There are, generally speaking, two reasons why mortgage standards still remain so high today. The first does indeed circle back to the causes of the economic crisis, as millions of Americans were given mortgages they couldn't afford and ended up defaulting on those loans. Consequently, lenders got extremely defensive about re-broadening credit standards to anything even close to resembling the unfortunate norms observed prior to the economic downturn. Even now, about six years after economists say the recession came to an end, it's still as much as seven or eight times more difficult to obtain a purchase mortgage.
'Purchase' is the key word, though
However, it's worth noting that it has been – and will continue to be – far easier for consumers to get mortgages if they already own homes. Refinance mortgages have been relatively easy for millions of Americans to obtain in the time since the economic downturn began nearly a decade ago. There is, of course, less credit risk associated with changing the terms of a mortgage that already exists than writing a new one. In general, those who get approved for a refinance will have already demonstrated a long history of paying their home loan bills on time and in full.

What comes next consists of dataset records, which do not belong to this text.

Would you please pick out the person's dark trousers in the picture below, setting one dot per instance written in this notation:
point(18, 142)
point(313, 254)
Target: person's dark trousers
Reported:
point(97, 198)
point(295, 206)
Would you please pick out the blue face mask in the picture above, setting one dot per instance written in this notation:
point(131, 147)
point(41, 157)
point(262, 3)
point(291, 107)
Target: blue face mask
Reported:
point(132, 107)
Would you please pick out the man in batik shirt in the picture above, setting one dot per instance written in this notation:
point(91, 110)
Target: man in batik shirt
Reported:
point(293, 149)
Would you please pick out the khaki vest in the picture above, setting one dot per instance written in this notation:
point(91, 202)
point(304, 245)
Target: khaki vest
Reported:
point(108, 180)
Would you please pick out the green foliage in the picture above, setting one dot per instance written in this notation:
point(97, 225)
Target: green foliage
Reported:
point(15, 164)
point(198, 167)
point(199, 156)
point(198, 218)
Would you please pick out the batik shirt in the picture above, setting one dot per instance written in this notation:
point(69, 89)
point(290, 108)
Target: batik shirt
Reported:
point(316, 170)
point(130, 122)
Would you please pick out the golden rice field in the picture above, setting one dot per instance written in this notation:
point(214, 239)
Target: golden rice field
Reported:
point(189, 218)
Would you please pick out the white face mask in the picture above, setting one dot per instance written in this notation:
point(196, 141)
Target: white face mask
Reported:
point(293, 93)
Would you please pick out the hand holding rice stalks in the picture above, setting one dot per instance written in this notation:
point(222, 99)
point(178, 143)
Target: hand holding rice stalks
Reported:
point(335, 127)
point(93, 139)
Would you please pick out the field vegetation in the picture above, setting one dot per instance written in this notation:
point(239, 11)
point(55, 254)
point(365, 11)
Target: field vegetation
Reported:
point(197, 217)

And because mortgage rates have been so low for so long, many Americans have moved to take advantage of that affordability and refinanced their existing home loans. That reduced the monthly payments they had to make – in many cases, by a considerable amount – and made owning a property far more affordable as a result. Consequently, as long as rates stay low, refinancing will be attractive to plenty of homeowners.
What does that mean for buyers?
But interestingly, experts say part of the reason purchase mortgage credit access hasn't loosened is that refinances are so popular they kept most of the home loan industry afloat for years. Basically, if refinances start to become less common, it's quite likely that lenders will broaden credit standards for purchases – potentially by a large amount – as a means of boosting mortgage origination numbers.
Of course, as long as mortgage rates remain low, refinances will likely continue to make up the bulk of home loan activity nationwide. Consequently, those who want to get into the purchase market now, while affordability is still fairly high, will probably just need to do some work over the next few months to increase their credit scores.